The Plexiglass Menagerie
Whoever is in the business of making or installing Plexiglass these days must be making a fortune. Imagine the delight of a Plexiglass tycoon when the Italian ministry of education announced a potential (and much polemicised) plan for schools to install Plexiglass dividers between student’s desks. The plan also suggests children should wear visors instead of masks. Whoever came up with this cockamamie idea obviously didn’t consider children who wear glasses. Anyone can tell you that wearing a visor over your spectacles is a nightmare. Not only, while I have seen some people wear visors in a botched attempt at a fashion statement, the majority of people I have spoken to who have to wear them for work (dentists, beauticians, etc.) find them unbearable and impossible to use.
It is astonishing that the Italian ministry of education still doesn’t have a plan for how to reopen schools in September. Considering that schools in parts of Italy have been closed since mid-February, it is a mystery what the ministry has been doing for the past three months. Schools have been reopening around Europe since the beginning of May. Surely observing what other countries in Europe and Asia are doing can provide learnings for Italy? I don’t see any nation putting their children in Plexiglass cubicles or having them wear visors. I do hear programs to test children for the virus. Temperature measurement. Tracking and tracing. But there is no talk of testing children here. Italians have a tendency to treat children as overly precious, fragile. In winter, when it is barely cold, you see them bundled up in scarves and gloves and thick coats. At the seaside, mothers keep their kids out of the water for three hours after eating to avoid indigestion. But it is a known fact that kids are more resilient than we are. It is also a known fact that education is the backbone of society. That in order to work, parents need to send their kids to school. That in order to thrive, children need to be able to socialise and interact with other children. Teachers are equally frustrated about the lack of input coming from the state, so frustrated in fact that they are striking today, on what is technically the last day of the school year for Italian schools.

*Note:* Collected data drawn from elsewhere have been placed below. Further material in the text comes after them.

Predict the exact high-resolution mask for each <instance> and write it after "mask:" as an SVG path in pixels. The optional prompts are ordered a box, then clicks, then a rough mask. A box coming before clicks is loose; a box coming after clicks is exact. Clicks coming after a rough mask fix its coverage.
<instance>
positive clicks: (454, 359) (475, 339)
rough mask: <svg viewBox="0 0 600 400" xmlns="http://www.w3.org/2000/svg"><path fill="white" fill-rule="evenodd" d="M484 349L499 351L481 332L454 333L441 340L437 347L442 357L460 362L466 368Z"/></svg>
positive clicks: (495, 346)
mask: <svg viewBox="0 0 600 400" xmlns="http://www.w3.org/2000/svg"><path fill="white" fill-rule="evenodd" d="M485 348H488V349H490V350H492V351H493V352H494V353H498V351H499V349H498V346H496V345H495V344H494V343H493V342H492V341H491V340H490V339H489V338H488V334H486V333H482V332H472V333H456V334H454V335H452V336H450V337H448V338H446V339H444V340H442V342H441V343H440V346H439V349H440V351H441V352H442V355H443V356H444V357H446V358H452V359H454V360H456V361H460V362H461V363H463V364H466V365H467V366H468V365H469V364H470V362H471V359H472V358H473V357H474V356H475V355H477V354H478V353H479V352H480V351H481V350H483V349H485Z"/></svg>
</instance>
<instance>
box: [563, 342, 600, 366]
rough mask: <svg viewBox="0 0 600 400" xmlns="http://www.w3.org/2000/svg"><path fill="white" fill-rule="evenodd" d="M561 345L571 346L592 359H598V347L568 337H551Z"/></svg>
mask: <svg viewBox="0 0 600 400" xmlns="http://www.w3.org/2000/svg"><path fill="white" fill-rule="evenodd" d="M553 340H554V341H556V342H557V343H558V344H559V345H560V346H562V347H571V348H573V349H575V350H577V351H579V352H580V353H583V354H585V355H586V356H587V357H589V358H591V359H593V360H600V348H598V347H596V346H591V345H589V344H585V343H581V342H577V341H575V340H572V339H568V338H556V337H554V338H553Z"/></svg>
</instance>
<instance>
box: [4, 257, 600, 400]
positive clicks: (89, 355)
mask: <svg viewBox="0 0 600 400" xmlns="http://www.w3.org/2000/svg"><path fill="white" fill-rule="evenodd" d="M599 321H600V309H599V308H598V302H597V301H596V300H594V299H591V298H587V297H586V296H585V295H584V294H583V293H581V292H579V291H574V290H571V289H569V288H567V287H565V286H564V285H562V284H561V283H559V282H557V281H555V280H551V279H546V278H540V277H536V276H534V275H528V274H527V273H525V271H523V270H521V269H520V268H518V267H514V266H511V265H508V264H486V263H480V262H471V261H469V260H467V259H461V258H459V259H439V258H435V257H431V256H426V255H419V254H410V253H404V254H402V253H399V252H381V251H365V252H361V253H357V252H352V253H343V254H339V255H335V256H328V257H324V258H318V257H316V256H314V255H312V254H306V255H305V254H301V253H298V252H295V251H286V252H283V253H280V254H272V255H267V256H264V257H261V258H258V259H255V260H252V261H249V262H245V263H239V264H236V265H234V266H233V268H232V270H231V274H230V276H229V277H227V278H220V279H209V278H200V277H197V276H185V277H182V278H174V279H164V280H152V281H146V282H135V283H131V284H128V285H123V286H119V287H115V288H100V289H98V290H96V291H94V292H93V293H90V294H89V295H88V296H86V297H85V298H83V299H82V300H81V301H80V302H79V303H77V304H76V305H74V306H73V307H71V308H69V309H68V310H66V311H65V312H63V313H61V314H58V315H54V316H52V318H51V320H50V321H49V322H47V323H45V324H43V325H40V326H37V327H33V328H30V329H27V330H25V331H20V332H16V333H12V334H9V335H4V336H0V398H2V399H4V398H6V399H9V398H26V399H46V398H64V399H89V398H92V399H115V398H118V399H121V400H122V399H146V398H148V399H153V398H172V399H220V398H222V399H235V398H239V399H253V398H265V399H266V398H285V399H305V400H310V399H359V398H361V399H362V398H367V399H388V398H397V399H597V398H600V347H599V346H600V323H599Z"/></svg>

Here’s a little update on the state of the tracking app Immuni. It will be operational as of the 15th of June in four Italian states. (Let’s just note that that’s a good month after the end of lockdown, and while the old adage “better late than never” may apply, I think in this case, the lateness is ever so problematic, especially as the four states they are launching in don’t seem to be virus hot zones, but, oh well). By now 2 million Italians have downloaded it. There has been a controversy about two images on the app in a section on “Protecting your family” depicting a woman holding a baby and a man behind a computer. There was an outcry that these images were sexist. It is 2020 after all, but when it comes to gender roles in Italy, we may as well be in the 1950s. The funny thing is that to rectify the mistake, the developers, a company called Bending Spoons (their motto ironically is “Where Bright Minds Hack the Future”) just put the baby in the man’s arms and the woman behind the computer. What a simplistic solution to a profound mistake. And what is this ongoing fascination with babies in a nation that has such a low birthrate? I keep hearing the echoes of fascism.
In closing, while numbers continue to look positive for Italy, the reproduction rate in Lombardy, the “Rt”, has gone back up to 0,91 from a low of 0,53. Experts say that these oscillations are to be expected and it’s nothing to be alarmed about. And so, our dance continues.